Tapis dans l’ombre

[ Petite histoire écrite dans le cadre du writober 2021 grâce à la merveilleuse liste de L’Ancrière.]

L’automne était déjà bien avancé et Sophie avait hâte que l’hiver pointe le bout de son nez. Elle adorait l’automne, mais était toujours impatiente de retrouver l’hiver lorsque la plupart des feuilles avaient troqué leur rôle de manteau chatoyant, majestueux et chaleureux, pour celui de tapis mouillé, glissant, mortel.
Bien au chaud dans son petit appartement, elle admirait cette ville frémissante qu’elle dominait.
Alors que sa journée était enfin terminée, celle d’autres commençait. Assise sur le rebord de la fenêtre, elle vît son voisin du dessous, Paul, descendre les quelques marches qui menaient de leur immeuble à la rue. Vêtu de son uniforme bleu foncé, caché sous son long têteau noir et chaud, sa casquette à la main, il s’en allait au musée pour une nouvelle nuit de garde. C’était un voisin sympathique, ils discutaient souvent dans le hall lorsque Sophie partait et qu’il rentrait, ou l’inverse. Il avait toujours des histoires à raconter : abracadabrantes, hilarantes, d’épouvante même. Sophie savait que la plupart étaient fausses, ou du moins exagérées, mais il avait un réel talent d’inventeur et de conteur.
À Noël dernier, elle lui a d’ailleurs offert un recueil des histoires qu’il lui avait raconté. Elle les avait tapées et fait relier, Paul avait été très touché, bien que surpris et lui avait dit avec un petit sourire en coin : « Vous savez que tout ce qui est là-dedans est vrai ? ». Sophie avait souri gentiment en répondant qu’elle n’en doutait pas une seconde. Depuis, Paul était plus gentil encore et lui déposait parfois de petites histoires dans sa boîte aux lettres lorsqu’ils ne se croisaient pas.
À présent, il avait disparu dans la nuit et la foule, et Sophie admirait les lumières de la ville : affichages publicitaires, réverbères, fenêtres éclairées, devantures étincelantes. À certains endroits, la ville semblait presque vivre en plein jour, de véritables petites bulles lumineuses, temporelles, au cœur de la nuit.

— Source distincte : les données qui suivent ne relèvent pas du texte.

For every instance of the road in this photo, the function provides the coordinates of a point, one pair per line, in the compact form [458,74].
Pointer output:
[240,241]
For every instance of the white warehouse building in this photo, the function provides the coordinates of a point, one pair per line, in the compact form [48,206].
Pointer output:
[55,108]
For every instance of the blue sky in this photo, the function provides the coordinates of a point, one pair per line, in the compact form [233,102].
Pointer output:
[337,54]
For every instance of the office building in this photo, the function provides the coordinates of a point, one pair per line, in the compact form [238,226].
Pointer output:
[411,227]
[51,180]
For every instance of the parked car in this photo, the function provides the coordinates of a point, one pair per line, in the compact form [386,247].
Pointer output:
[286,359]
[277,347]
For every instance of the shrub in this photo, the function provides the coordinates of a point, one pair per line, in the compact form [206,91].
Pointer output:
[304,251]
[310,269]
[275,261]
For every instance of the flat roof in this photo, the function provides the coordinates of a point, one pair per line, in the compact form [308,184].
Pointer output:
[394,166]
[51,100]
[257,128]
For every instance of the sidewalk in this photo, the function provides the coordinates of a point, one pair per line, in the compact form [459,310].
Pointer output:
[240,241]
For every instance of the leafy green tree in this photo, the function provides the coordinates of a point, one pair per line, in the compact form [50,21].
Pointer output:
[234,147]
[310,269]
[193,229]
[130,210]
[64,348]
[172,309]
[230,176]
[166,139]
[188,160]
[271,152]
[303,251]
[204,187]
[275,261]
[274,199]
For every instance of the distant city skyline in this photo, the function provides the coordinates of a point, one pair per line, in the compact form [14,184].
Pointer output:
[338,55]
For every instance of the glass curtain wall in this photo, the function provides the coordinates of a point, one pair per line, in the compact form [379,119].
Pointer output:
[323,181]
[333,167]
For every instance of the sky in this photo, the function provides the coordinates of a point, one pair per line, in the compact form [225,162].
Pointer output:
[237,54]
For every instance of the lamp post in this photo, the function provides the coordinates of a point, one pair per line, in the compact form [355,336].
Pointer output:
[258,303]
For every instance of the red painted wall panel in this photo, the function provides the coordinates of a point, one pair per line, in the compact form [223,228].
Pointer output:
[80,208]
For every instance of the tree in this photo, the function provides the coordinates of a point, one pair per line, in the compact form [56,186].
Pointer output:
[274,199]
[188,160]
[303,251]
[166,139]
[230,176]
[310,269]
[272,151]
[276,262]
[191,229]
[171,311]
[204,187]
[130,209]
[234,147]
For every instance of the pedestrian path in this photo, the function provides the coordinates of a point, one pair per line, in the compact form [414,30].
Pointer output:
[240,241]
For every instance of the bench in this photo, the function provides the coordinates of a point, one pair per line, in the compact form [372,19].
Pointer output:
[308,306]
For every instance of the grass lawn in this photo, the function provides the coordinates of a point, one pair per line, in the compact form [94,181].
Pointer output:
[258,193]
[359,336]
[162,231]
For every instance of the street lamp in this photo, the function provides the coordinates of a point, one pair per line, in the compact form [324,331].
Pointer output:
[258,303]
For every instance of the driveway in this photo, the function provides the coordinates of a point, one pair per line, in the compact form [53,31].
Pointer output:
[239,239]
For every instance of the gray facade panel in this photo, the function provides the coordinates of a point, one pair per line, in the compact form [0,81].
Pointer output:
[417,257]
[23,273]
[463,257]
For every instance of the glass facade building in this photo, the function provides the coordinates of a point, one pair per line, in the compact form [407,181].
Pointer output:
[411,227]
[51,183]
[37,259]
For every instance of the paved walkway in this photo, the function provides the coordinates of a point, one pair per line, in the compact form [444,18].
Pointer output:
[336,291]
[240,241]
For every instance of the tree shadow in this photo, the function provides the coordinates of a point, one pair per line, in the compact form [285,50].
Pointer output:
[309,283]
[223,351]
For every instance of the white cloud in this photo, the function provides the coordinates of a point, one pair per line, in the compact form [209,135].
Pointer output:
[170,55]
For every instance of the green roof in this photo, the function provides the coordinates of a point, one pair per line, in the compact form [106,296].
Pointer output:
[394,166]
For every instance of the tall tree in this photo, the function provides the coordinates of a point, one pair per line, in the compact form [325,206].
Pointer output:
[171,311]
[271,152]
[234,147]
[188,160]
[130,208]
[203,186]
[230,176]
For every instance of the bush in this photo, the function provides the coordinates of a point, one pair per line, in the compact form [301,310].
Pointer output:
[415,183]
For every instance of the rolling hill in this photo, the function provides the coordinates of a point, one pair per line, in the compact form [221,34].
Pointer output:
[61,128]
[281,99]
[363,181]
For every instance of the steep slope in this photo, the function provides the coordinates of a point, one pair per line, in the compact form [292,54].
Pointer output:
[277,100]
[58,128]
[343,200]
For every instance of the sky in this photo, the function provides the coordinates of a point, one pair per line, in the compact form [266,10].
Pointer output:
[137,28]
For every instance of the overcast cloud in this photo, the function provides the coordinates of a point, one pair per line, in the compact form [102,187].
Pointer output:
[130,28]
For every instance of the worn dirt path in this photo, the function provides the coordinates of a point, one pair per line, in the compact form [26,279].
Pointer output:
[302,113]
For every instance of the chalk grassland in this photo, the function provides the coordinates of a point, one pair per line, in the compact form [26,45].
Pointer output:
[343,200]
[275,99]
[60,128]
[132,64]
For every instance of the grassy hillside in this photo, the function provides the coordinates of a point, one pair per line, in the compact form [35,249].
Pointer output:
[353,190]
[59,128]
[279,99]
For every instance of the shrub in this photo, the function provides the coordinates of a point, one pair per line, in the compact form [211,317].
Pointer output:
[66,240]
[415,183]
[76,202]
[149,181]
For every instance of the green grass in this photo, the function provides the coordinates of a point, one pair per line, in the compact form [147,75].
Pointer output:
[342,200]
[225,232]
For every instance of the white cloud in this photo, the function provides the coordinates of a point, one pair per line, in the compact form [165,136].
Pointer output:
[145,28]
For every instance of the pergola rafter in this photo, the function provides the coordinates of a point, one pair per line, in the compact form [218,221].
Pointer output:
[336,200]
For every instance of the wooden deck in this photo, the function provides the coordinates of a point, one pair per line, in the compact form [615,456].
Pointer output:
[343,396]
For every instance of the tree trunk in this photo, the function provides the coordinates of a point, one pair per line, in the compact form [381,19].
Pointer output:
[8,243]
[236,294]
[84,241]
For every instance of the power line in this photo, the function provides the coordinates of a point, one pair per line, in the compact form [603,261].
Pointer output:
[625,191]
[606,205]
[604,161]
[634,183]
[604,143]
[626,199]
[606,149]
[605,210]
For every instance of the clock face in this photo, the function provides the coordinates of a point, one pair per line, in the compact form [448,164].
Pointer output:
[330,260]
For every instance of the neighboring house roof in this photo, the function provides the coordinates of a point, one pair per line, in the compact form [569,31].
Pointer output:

Sophie aimait la ville et ses bulles, elle avait toujours eu peur du noir et des ombres. Si le monde est rempli d’ombres, elle avait toutefois remarqué qu’en ville, le noir, le vrai, profond, n’existe pas. En revanche, ces ombres qui la terrifiaient existaient partout … Elle  avait toujours eu peur des ombres, ces silhouettes difformes évoluant silencieusement, pouvant se glisser n’importe où, grandir et rapetisser, grossir et s’amincir à volonté.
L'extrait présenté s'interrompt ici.